HEI strengths vary, ranging from talent development to faculty relationships to public relations and corporate social responsibility. All have the makings to be part of a clear business case. Institutional initiatives intended to strengthen corporate partnerships provide true value from the engagement while simultaneously imparting a sense of being part of something greater.
Balancing tangible and intangible benefits
One of the more sensitive elements of the institution–alumni–corporate relationship is striking a balance between ‘tangible’ and ‘intangible’ benefits − collective and individual alike. Practitioners stress the importance of client and customer insights, quality in execution and questions of impact.
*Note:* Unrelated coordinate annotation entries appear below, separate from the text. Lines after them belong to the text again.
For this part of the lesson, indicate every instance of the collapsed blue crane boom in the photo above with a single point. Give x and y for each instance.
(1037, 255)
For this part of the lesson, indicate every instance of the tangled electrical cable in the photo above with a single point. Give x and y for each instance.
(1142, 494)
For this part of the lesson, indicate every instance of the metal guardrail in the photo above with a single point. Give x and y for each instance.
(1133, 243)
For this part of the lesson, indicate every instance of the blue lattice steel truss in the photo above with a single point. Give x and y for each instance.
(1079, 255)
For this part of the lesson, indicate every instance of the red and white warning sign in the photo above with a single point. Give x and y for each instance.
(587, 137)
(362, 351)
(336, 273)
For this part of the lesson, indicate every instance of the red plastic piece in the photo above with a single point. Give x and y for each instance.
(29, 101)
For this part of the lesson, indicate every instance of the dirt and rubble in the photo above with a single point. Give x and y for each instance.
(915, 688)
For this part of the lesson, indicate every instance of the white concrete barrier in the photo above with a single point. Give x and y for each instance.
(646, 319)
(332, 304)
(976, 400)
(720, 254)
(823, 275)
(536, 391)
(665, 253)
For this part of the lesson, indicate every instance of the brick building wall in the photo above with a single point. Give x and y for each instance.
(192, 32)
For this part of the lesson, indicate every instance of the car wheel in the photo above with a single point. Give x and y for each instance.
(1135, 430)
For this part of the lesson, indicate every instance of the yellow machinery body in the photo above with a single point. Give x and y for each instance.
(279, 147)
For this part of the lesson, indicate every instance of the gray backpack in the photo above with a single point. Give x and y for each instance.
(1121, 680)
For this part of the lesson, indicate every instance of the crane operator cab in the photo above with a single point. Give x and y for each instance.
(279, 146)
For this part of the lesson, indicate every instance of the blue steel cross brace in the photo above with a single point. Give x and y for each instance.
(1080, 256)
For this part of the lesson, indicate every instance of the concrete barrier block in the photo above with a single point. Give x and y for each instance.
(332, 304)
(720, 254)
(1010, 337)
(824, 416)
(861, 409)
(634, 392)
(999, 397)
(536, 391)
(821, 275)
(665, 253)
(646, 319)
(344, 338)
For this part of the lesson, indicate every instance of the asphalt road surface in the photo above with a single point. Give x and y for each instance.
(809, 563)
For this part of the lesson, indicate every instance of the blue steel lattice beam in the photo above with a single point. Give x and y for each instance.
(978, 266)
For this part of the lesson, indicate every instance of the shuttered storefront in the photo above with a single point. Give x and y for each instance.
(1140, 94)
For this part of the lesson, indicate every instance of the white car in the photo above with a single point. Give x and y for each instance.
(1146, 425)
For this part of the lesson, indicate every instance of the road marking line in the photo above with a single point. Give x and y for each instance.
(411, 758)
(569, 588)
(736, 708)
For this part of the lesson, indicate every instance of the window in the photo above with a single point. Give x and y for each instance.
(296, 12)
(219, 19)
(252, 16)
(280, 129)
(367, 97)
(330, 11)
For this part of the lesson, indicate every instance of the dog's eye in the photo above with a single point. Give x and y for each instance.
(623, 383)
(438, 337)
Corporate evaluation of collaboration nearly always hinges upon criteria such as insights into participant progress, innovation, quality control vis-à-vis student and alumni skill sets or the availability of forums offering visibility. Opportunities for HEIs to bring even more added value to relationships include:
- Assistance with the tracking of alumni progress and career paths
- Strategies to ensure relationships remain hands-on – immediate and defined in terms of programme value.
Cultural shifts and emerging trends
Many immaterial facets of relationships and the concept of intangible deliverables still lack resonance in parts of the world. They may even be felt to be incompatible with broader working assumptions guiding large organisations like HEIs. The fact that higher education is a state-sponsored activity in many countries creates further complications.
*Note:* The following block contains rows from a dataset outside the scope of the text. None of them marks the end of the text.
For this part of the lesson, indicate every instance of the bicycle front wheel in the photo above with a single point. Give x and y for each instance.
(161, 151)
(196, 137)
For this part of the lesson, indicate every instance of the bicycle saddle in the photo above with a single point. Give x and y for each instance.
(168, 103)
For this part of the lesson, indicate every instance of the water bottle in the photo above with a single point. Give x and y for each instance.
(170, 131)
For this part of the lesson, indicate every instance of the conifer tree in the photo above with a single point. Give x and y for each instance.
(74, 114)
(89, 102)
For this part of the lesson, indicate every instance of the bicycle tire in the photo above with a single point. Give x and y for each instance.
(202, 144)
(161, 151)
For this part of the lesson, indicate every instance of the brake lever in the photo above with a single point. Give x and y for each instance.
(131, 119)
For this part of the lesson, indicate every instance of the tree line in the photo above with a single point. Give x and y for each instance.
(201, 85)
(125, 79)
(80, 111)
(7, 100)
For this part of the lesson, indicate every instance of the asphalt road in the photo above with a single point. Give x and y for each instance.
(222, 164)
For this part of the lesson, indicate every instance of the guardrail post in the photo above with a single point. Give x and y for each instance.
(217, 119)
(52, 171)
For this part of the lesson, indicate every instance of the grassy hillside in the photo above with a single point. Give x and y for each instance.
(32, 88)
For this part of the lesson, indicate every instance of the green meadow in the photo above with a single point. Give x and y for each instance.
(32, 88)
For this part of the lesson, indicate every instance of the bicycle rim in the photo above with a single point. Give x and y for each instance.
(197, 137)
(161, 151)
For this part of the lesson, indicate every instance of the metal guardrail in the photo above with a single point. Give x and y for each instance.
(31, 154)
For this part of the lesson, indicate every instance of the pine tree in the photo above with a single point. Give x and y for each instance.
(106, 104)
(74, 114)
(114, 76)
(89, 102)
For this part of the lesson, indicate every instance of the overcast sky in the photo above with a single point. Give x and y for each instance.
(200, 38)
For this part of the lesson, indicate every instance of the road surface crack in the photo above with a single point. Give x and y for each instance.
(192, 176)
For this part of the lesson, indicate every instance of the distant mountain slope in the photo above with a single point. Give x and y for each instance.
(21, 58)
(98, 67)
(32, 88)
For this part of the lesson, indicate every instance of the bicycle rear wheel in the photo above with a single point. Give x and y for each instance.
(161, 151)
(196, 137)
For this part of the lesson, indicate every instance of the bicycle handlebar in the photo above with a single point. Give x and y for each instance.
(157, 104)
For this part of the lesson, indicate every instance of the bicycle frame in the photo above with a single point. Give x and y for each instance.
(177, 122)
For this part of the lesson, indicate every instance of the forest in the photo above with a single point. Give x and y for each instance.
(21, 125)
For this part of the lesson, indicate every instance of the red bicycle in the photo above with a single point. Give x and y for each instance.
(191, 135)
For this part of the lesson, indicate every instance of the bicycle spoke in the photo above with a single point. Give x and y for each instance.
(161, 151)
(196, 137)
European HEIs, for example, still have much to do to shake off perceptions of systemic indifference to individual student and alumni experience – despite the best efforts of an ever-growing body of alumni relations and development professionals who can hardly shoulder the entire burden alone.
Perceptions of what constitutes a culture of service and engagement are guided by unique cultural determinants and a particular sense of give-and-take in a relationship. Many institutions lacking a continuous history of alumni engagement have also not yet developed a robust relationship pipeline, let alone a strategy to put one in place.
Evolution remains slow-paced, sustainable, but surely inevitable. Demographic and technological developments, such as the emergence of Generation Y as a force in business and society as well as social media’s influence on communications practices, are bound to help it along.
Checks, balances and finding a way forward
Experts and formalised networks of industry urge HEIs to seek ways to achieve a set of ‘checks and balances’ that allow for them to respond to business demands and feedback from the outside. When asked to assess what constitutes win-win relationships between alumni, corporate partners and education institutions, all point to the need for alumni networks to deliver clear benefit for alumni and the institution or risk extinction due to dwindling relevance. A further ‘big-picture approach’ would certainly be for players in all sectors to do what they can to cultivate engagement on a societal level.
Alumni relationships are lifelong and, ostensibly, inherently sustainable. Employee and human needs evolve over time. The degree to which alumni maintain points of contact and identification with their alma maters varies. Successful strategies will need to be tailored and to incorporate flexible approaches.
The special challenge for HEIs late to take up alumni relations – and lacking outreach ability with respect to the more senior and much-neglected generations of alumni – will be to simultaneously restore relationships and pursue diversification strategies vis-à-vis alumni offerings. Here, HEIs may wish to take advantage of an opportunity not only to collaborate, but to learn from the business community’s efforts. In an ideal constellation, all will work together to create human resources and talent management activities for stakeholders across a wide span of age and experience.
Becky is Vice President of the European Fundraising Association.